6.6 Example: one-way PERMANOVA allowing heterogeneity

Let's look now at an example where there is a single factor in the study design, the number of replicates per group is unequal and there is clear heterogeneity in multivariate dispersions among the groups. Ellingsen & Gray (2002) studied the biodiversity of soft-sediment macrobenthic organisms and its relationship with environmental variation over large spatial scales in the North Sea. Samples of soft-sediment macrobenthic organisms were obtained from $N$ = 101 sites occurring in five large delineated areas along a transect spanning 15 degrees of latitude (Fig. 6.4). The sample sizes in the five areas were: $n_1$ = 16, $n_2$ = 21, $n_3$ = 25, $n_4$ = 19 and $n_5$ = 20. A total of $p$ = 809 taxa were recorded overall, and samples consisted of abundances pooled across five benthic grabs obtained at each site.

Interest lies in comparing the multivariate assemblages of organisms occurring in these five areas. More specifically, we wish to use PERMANOVA to test the null hypothesis:

H₀: there are no differences in the centroids of these 5 areas in the space of the Jaccard resemblance measure, allowing for any potential heterogeneity in the within-group dispersions among these areas.

In ecology, the Jaccard measure is directly interpretable as the percentage of shared species between every pair of sampling units. When expressed as a dissimilarity, it is often used as a pure measure of turnover in studies of beta diversity ( Anderson et al. (2006) ).

Fig. 6.4. Map showing locations of sites in each of 5 areas in the North Sea from which macrobenthic fauna were sampled (after Ellingsen & Gray (2002) ).

Open the data in PRIMER and examine patterns

Start running PRIMER 8, then click File > Open... to open the data file named 'Norway_macrofauna.pri' (found inside the 'Examples_P8 > Norway_macrofauna' folder).

Get the resemblance matrix among the sampling units based on the Jaccard measure. Click Analyse > Resemblance... > (Measure > $\bullet$ Other) and from the drop-down list choose 'S7 Jaccard'.

The resulting resemblance matrix will be called 'Resem1'.

To visualise the inter-sample relationships based on the identities of the fauna they contain, obtain a non-metric multi-dimensional scaling (nMDS) ordination plot based on the Jaccard resemblances. From the 'Resem1' similarity matrix, click Analyse > MDS > Non-metric MDS (nMDS)..., take the default options and click 'OK'. This will generate the following 2D ordination plot (called 'Graph1'), or a highly similar solution^¶:

Perhaps the most striking pattern here is the tight clustering of samples from Area 1 (low dispersion) and the very large spread of the samples from Area 3 (high dispersion), compared to Areas 2, 4 and 5.

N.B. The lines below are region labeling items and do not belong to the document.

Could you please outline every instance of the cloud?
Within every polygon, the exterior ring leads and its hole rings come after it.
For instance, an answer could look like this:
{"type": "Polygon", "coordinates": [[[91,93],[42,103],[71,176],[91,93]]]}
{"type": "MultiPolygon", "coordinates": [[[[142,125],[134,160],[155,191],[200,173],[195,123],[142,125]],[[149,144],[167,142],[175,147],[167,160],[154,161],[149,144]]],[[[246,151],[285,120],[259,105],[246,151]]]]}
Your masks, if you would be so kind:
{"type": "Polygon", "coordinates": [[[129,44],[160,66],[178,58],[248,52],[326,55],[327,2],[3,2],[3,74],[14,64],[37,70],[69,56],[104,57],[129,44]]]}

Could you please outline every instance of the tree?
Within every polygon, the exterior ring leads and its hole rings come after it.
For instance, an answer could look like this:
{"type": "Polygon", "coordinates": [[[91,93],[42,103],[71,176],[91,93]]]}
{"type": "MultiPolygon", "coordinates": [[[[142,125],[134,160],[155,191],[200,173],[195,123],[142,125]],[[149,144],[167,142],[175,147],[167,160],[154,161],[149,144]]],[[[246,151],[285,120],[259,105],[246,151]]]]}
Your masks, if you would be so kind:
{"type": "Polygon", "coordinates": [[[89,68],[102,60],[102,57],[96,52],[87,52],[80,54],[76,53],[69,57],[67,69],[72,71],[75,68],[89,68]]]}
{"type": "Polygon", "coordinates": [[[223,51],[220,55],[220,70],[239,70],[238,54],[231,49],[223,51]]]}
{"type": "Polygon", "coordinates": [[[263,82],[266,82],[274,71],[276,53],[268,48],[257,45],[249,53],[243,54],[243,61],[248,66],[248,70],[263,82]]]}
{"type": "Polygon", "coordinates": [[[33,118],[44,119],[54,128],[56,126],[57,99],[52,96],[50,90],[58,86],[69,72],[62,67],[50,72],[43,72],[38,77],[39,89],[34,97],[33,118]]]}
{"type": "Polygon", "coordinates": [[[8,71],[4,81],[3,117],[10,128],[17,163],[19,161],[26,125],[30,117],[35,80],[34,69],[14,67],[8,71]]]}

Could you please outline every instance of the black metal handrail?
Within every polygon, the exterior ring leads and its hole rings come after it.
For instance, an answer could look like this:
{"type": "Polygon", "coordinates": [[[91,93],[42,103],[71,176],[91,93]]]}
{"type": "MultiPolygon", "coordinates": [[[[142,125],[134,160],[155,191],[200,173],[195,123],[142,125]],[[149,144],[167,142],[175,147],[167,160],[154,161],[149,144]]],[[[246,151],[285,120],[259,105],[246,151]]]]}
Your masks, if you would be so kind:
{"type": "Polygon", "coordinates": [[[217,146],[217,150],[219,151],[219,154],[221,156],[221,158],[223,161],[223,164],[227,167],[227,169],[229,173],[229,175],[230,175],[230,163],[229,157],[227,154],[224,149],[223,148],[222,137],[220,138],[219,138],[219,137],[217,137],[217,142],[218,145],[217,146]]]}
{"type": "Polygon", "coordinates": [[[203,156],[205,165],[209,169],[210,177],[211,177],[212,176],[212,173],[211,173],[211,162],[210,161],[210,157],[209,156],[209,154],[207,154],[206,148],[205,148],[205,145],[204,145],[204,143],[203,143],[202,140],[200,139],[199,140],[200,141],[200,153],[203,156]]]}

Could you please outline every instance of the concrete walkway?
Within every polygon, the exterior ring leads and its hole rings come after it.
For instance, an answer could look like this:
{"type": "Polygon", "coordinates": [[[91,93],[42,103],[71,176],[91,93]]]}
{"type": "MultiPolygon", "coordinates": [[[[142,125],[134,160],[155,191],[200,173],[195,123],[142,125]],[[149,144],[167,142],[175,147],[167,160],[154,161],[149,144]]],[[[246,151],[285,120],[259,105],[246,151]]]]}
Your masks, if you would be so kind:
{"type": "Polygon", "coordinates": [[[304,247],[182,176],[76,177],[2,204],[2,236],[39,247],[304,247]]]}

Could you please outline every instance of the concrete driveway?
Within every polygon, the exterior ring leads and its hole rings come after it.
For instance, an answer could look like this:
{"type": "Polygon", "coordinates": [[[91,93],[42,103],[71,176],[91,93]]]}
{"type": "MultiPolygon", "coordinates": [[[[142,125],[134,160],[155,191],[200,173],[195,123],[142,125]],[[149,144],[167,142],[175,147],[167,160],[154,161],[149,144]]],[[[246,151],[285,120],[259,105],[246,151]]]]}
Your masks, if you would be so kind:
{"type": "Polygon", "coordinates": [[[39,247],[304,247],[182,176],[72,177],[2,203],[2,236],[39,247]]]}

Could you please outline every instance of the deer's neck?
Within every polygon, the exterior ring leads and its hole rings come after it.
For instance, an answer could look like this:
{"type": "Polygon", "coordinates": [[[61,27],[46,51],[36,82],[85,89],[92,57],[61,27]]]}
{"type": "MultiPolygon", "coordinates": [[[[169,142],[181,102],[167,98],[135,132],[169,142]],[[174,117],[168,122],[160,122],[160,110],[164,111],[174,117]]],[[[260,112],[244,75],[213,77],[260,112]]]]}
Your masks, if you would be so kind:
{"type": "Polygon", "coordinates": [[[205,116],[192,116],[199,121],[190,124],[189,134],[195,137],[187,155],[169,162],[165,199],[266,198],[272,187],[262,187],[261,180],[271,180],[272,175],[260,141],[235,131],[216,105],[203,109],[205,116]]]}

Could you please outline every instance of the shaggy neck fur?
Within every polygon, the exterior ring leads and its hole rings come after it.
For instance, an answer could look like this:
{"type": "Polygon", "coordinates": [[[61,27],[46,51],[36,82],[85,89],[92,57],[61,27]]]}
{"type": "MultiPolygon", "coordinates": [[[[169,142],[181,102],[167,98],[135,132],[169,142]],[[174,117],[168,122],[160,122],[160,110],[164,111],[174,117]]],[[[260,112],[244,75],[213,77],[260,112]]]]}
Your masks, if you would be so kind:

Test for homogeneity of multivariate dispersions

Although it is fairly obvious from the graphic, let's test the null hypothesis of no differences in the within-group dispersions among the five areas using PERMDISP. From the 'Resem1' similarity matrix, click PERMANOVA+ > PERMDISP... > Group factor: Area (leaving the rest as their defaults) and click 'OK', as shown below:

The results are given in the file 'PERMDISP1' of the Explorer tree (see below).

There are clearly highly significant differences in the dispersions among the groups ($F$ = 49.778, $P$ = 0.0001 with 9999 permutations). The pairwise tests, furthermore, reveal how Area 1 and Area 3 differ significantly from one another and from the other three groups (2, 4 and 5) with respect to their dispersions, reflecting rather directly the patterns of differences in spread we observed in the nMDS plot.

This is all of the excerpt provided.